Forcément, du côté de la concurrence, on se félicite de la décision de la FIA, et donc de l'efficacité du lobbying appliqué.
" Je pense que c'est une bonne solution ", affirme Mestelan Pinon, un représentant de l'écurie DS Techeetah, au site e-racing365.
" Oui, c'était bon pour la connaissance des ingénieurs, mais honnêtement, il n’est pas nécessaire d’être trop complexe et il est crucial pour la Formule E d’éviter une augmentation des coûts année après année. "
" Bien sûr, certaines personnes diront que si nous commençons à interdire certaines technologies de pointe, cela ne sera peut-être pas pertinent pour la route, mais sur ce sujet, nous fabriquons des voitures de course, nous n'allons pas sur la lune! ", ajoute-t-il.
Le patron du sport automobile chez Nissan, Michael Carcamo, rassure de son côté sur les capacités de la marque japonaise à livrer un nouveau bloc pour la prochaine campagne.
" Une semaine ou deux, voire un mois, ne va pas changer radicalement le design ", a-t-il expliqué à e-racing365.
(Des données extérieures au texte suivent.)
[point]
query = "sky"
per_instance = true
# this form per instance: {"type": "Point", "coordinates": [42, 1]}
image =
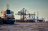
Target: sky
{"type": "Point", "coordinates": [31, 5]}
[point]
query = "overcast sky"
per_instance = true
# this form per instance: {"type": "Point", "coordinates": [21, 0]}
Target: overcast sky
{"type": "Point", "coordinates": [30, 5]}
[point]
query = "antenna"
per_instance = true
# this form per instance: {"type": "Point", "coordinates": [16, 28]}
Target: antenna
{"type": "Point", "coordinates": [37, 15]}
{"type": "Point", "coordinates": [7, 6]}
{"type": "Point", "coordinates": [8, 1]}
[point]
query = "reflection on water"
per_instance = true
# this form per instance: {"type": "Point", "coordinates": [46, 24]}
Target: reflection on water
{"type": "Point", "coordinates": [25, 27]}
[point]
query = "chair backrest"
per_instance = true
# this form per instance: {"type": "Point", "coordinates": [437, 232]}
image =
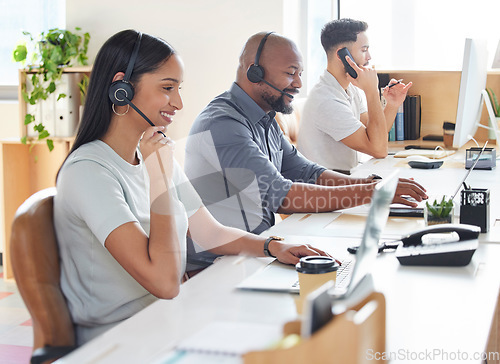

" Vous savez que nous devons regarder au-delà de la saison prochaine. Juste pour être complètement transparent, nous avons surveillé les solutions de toutes les équipes tout au long de l'année. Ce n'est donc pas comme si nous partions de zéro. "
" Nous devons simplement changer notre concept et notre philosophie pour la saison six mais une fois que le règlement a été clairement défini, nous avons commencé à développer le groupe motopropulseur de la saison six. "
e-racing365 confirme que Nissan ne changera pas son organisation et les acteurs ayant travaillé sur le groupe propulseur banni, ce qui garantit une continuité importante. La marque japonaise reconnaît cependant que ces discussions ont retardé son programme d'essais.
" Nous avons eu quelques tests, mais nous avons évidemment dû retarder certains roulages afin de poursuivre le développement de la conception et les modifications qui doivent être intégrées ", a reconnu Michael Carcamo.
Il reste à Nissan deux ePrix pour faire briller cette technologie à deux moteurs, avec la tenue de l'ePrix de New-York où deux manches sont au rendez-vous. Une victoire pour conclure serait la plus belle des réponses à ses adversaires, qui ont fait triompher la politique à défaut de la beauté du sport – et de l'innovation technique.